5C’est un livre à relire, à feuilleter en aval, ou à reprendre à rebours, en écoutant monter en nous les prolongements vertigineux de la nuit. Il interpelle une trouble aspiration faustienne de maîtrise : voir au-delà, pénétrer sous les paupières, y découvrir le secret métaphysique ou le néant.
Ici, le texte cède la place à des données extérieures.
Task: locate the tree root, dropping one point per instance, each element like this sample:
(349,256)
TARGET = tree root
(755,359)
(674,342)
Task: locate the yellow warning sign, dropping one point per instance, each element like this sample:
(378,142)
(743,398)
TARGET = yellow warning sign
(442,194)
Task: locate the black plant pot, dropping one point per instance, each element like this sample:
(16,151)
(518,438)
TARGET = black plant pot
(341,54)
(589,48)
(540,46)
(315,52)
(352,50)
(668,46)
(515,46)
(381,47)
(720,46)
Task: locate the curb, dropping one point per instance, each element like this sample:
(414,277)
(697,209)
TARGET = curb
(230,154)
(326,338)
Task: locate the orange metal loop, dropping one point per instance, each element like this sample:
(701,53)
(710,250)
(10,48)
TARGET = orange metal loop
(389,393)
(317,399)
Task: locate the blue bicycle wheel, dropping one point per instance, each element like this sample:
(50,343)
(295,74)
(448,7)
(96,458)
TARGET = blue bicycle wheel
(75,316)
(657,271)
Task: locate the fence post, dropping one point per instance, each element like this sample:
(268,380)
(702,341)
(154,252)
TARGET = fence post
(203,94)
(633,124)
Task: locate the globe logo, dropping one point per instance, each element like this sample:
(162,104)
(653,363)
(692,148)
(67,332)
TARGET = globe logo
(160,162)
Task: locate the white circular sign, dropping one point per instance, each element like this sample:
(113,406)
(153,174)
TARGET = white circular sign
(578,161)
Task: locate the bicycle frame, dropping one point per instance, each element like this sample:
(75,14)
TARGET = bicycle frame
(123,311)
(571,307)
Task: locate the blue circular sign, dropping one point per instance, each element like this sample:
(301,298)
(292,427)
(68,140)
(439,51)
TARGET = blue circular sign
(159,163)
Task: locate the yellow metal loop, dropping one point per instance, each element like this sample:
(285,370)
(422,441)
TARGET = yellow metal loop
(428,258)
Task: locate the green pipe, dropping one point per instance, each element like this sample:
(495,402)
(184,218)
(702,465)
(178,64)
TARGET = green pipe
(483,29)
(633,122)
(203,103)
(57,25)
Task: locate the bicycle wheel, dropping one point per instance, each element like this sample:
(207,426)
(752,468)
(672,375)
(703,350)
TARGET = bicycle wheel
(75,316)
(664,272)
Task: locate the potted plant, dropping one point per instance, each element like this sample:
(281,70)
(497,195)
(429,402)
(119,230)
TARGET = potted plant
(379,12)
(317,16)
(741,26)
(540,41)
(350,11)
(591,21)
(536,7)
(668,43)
Il rappelle que la philosophie, si elle induit toujours une rigueur, voire une aridité purement abstraite, enseigne d'abord à vivre, en visitant les moments intermédiaires, ces zones frontières, entre deux mondes, qui signifient être là, dans l’existence, bien qu’en retrait. Ces Variations nocturnes s’inscrivent dans un impensé, un suspens (diraient Gracq ou Hitchcock) où peuvent éclore, en ses éclairs, une lucidité nouvelle. On se rappelle la belle formule du poète des Feuillets d’Hypnos et de La Nuit talismanique, « Dans la Nuit, se tiennent nos apprentissages » : voici une sorte de Bildungsroman philosophique, original et poétique, idéalement romantique.